Snuffy: Efficient Whole Slide Image Classifier
Hossein Jafarinia, Alireza Alipanah, Danial Hamdi, Saeed Razavi, Nahal, Mirzaie, Mohammad Hossein Rohban

TL;DR
Snuffy introduces a novel sparse transformer-based MIL pooling method for whole slide image classification that reduces training time, handles domain shifts, and achieves superior accuracy on pathology datasets.
Contribution
The paper presents Snuffy, a new MIL pooling architecture based on sparse transformers, tailored for pathology, with theoretical guarantees and improved performance with limited pre-training.
Findings
Achieves superior accuracy on CAMELYON16 and TCGA datasets.

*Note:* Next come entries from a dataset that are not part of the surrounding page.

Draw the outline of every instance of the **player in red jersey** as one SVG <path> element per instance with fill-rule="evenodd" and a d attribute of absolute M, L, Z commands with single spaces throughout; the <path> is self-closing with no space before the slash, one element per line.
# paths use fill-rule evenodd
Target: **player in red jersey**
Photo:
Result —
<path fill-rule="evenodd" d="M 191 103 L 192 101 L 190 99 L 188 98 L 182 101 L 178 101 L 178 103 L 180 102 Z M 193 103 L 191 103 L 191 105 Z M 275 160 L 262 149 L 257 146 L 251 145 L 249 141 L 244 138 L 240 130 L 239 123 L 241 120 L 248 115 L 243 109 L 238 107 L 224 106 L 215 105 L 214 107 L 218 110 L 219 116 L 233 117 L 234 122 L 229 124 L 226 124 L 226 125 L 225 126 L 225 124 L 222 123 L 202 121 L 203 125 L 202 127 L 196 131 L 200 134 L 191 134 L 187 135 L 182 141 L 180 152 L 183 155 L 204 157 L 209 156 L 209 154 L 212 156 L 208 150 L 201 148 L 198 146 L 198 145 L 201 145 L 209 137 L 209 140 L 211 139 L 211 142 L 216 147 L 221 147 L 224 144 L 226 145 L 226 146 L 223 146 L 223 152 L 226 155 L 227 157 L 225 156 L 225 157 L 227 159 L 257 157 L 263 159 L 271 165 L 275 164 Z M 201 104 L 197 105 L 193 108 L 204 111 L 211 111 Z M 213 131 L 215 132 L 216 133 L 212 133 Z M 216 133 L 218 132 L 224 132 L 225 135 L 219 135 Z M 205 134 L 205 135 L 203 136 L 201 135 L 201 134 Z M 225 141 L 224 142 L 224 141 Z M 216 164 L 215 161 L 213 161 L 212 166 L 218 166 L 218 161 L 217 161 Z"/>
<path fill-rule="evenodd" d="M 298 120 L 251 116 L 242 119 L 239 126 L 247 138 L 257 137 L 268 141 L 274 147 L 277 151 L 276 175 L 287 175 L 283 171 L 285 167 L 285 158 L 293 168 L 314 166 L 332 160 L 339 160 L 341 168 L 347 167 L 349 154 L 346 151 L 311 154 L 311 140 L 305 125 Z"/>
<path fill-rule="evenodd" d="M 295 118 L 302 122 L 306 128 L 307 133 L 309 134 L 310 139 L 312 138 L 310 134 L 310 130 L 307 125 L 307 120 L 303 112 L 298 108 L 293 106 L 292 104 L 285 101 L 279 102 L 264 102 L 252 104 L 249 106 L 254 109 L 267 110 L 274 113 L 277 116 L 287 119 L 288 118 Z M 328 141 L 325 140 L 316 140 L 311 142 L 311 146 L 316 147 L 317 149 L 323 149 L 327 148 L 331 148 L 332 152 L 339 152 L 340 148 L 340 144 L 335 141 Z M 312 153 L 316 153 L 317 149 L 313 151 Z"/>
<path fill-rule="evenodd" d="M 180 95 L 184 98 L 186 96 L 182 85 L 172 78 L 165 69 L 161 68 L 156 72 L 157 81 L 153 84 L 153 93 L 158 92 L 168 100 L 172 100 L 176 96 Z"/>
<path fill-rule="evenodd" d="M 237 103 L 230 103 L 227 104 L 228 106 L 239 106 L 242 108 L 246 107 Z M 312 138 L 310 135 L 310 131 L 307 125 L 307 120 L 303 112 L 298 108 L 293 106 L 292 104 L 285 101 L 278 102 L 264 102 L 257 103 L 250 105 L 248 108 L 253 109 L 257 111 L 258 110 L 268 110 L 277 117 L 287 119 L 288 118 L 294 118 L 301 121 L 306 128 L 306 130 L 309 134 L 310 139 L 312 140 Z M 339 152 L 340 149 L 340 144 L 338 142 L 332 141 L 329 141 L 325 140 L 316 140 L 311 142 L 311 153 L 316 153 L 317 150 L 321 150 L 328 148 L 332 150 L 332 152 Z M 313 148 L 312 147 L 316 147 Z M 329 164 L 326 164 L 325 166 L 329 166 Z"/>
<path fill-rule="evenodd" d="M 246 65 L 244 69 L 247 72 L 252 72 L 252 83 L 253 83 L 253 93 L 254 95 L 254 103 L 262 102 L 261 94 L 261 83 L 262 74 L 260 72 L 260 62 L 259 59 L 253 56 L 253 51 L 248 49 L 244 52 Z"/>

Theoretically proven to be a universal approximator with minimal layers.
Enables effective continual few-shot pre-training.
Abstract
Whole Slide Image (WSI) classification with multiple instance learning (MIL) in digital pathology faces significant computational challenges. Current methods mostly rely on extensive self-supervised learning (SSL) for satisfactory performance, requiring long training periods and considerable computational resources. At the same time, no pre-training affects performance due to domain shifts from natural images to WSIs. We introduce Snuffy architecture, a novel MIL-pooling method based on sparse transformers that mitigates performance loss with limited pre-training and enables continual few-shot pre-training as a competitive option. Our sparsity pattern is tailored for pathology and is theoretically proven to be a universal approximator with the tightest probabilistic sharp bound on the number of layers for sparse transformers, to date. We demonstrate Snuffy's effectiveness on CAMELYON16…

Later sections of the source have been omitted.